Ordinary Differential Equations (ODEs) Made Easy

As the winter term kicks into gear, you might start hoping you had an ODE-solving pet monkey as the math and physics problem sets start piling up. Now, we do not offer ODE-solving primates at the moment, but we can help you with your differential equations problem sets. Wolfram|Alpha can solve a plethora of ODEs, each using multiple methods.

Let’s look at the simple ODE y‘(x) = y(x). We see Wolfram|Alpha classifies the ODE, solves it, and provides a family of plots. Notice how four methods are provided with the Step-by-step solution.

How about we model the position of a spring with resting initial position and velocity, and forcing function sin(2t): y”(t) + y(t) = sin(2t), y(0) = 0, y‘(0) = 0. Three methods are provided here for solving this ODE.

An example of an ODE that models the angle of a pendulum over time is y“(t) + sin(y(t)) = 0. The solution for this ODE is in terms of special functions, which is not a problem for Wolfram|Alpha.
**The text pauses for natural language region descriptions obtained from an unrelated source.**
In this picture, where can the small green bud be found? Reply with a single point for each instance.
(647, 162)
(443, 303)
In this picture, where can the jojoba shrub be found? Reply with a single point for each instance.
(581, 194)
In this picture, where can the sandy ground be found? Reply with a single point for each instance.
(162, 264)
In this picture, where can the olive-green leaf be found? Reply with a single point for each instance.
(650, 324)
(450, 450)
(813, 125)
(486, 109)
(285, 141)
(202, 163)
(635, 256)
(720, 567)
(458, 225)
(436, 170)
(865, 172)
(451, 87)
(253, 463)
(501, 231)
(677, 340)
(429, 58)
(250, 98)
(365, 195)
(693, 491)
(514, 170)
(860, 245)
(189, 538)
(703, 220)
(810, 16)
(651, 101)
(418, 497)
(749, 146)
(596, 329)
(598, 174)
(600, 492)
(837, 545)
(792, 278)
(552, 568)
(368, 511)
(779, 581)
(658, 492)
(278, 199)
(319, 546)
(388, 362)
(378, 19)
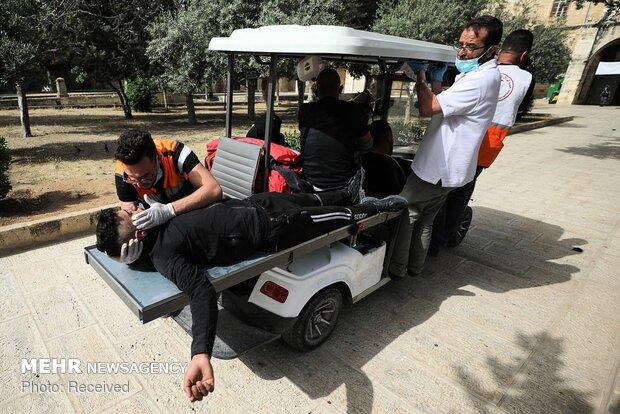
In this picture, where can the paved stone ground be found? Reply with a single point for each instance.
(515, 320)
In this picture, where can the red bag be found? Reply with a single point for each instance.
(285, 172)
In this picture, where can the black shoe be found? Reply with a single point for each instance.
(355, 186)
(389, 203)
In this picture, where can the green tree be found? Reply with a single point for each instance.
(427, 19)
(106, 39)
(550, 54)
(20, 48)
(5, 160)
(179, 45)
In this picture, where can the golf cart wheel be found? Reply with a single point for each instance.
(461, 231)
(316, 321)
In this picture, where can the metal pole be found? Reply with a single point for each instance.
(269, 118)
(229, 86)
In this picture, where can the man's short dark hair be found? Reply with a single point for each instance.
(518, 41)
(133, 145)
(107, 233)
(328, 83)
(494, 28)
(379, 130)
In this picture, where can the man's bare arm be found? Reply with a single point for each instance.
(427, 100)
(207, 191)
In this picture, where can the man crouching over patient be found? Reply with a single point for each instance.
(221, 233)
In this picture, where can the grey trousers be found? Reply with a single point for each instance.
(414, 235)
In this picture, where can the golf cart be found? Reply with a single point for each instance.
(298, 293)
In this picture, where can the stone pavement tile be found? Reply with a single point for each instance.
(535, 285)
(504, 261)
(265, 383)
(605, 271)
(20, 338)
(81, 275)
(138, 403)
(58, 310)
(586, 243)
(166, 389)
(587, 341)
(421, 388)
(475, 239)
(598, 300)
(441, 358)
(324, 376)
(567, 385)
(445, 260)
(44, 403)
(541, 254)
(114, 316)
(39, 275)
(90, 346)
(490, 234)
(12, 304)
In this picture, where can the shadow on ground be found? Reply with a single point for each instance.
(381, 318)
(21, 202)
(608, 150)
(540, 388)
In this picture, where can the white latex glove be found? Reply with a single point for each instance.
(157, 214)
(130, 252)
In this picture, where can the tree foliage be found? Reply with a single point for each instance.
(550, 54)
(105, 39)
(427, 19)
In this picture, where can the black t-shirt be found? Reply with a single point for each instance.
(330, 132)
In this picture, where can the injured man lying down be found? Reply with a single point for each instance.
(221, 233)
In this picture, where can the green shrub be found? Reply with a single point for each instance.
(408, 133)
(292, 139)
(140, 94)
(5, 159)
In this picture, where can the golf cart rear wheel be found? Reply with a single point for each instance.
(316, 321)
(461, 231)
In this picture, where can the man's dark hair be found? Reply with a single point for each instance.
(518, 41)
(133, 145)
(379, 130)
(328, 83)
(494, 28)
(107, 233)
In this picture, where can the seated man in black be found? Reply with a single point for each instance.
(384, 175)
(333, 132)
(221, 233)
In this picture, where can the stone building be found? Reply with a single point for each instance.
(594, 38)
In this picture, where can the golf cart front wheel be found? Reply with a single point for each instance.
(461, 231)
(316, 321)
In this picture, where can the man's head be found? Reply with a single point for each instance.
(382, 137)
(136, 151)
(115, 228)
(516, 48)
(479, 39)
(328, 83)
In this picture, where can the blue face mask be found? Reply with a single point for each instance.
(467, 65)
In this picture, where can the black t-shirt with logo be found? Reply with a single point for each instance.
(330, 130)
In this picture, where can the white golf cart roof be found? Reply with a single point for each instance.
(334, 42)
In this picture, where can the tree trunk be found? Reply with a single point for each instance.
(120, 91)
(191, 110)
(163, 93)
(24, 116)
(251, 98)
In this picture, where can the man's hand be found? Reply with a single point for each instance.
(130, 252)
(198, 381)
(412, 68)
(157, 214)
(436, 71)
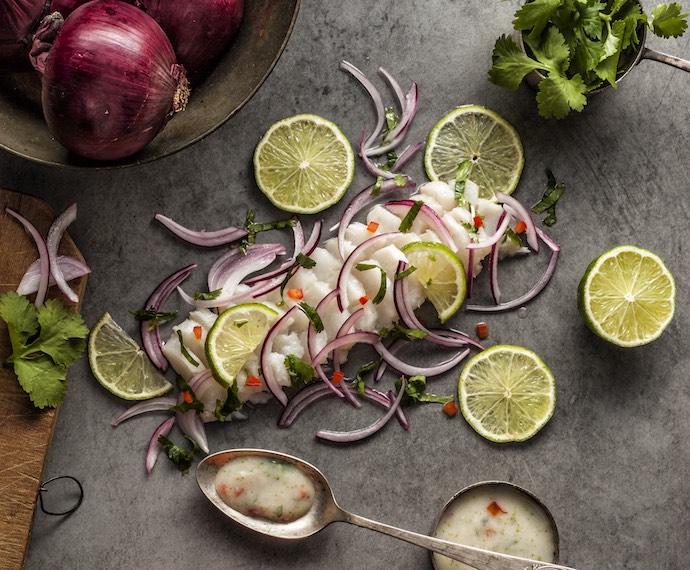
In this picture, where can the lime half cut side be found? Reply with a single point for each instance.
(304, 164)
(235, 335)
(120, 365)
(441, 273)
(507, 393)
(480, 136)
(627, 296)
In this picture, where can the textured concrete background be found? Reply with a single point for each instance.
(612, 464)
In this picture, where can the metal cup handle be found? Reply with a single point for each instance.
(671, 60)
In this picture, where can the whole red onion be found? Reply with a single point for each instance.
(111, 81)
(18, 19)
(199, 30)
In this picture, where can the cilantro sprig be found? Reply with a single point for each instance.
(578, 45)
(45, 342)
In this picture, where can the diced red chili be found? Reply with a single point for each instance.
(495, 509)
(252, 381)
(450, 409)
(296, 294)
For small angles, we can approximate this ODE by y”(t) + y(t) = 0.

The coverage of differential equations Wolfram|Alpha provides goes much deeper.

Given a function, we can calculate an ODE such that the given function is a solution:

• differential equation sqrt(x) sin(x)

Learn about a named ODE:

• Laguerre differential equation

Solve a higher-order differential equation:

• 5 y”” + 4 y”” + 3 y”’ + 2 y” + 1 y‘ + 0 y = 0

Solve a vector ODE:

• x‘ = {{4, -2}, {1, 6}}.x

Solve an ODE with differential notation:

• arctan(x) dx = arccot(y) dy

Find the solution to a general class of differential equations:

• y‘(x) + p(x) y(x) = q(x)

Solve a PDE:

• d^2/dx^2 f(x, y) + d^2/dy^2 f(x, y) = 0

Calculate solutions to an ODE that are implicit or in terms of special functions:

• y” + 2y‘y + y = 0
• (x^2 – x) y”(x) + x y‘(x) + 1 = 0

Interactivity is available for Wolfram|Alpha Pro users. Check out this complex-plane solution curve for free:

Wolfram|Alpha can do more with differential equations, such as wronskian of cos(t)+1, sin(t), laplace transform of t^2*sin(t), 1D harmonic oscillator Schrödinger equation, free particle in 2D, throwing with quadratic drag, or forward euler method y‘(x) + y(x) = x, y(0) = 1, h = 0.01.

So now you don’t have to choose between violating the dorm’s pet policy and getting your problem set done in a timely fashion. Use Wolfram|Alpha to not only solve your differential equations, but to receive help understanding each step of the solution so that you are better prepared for exams!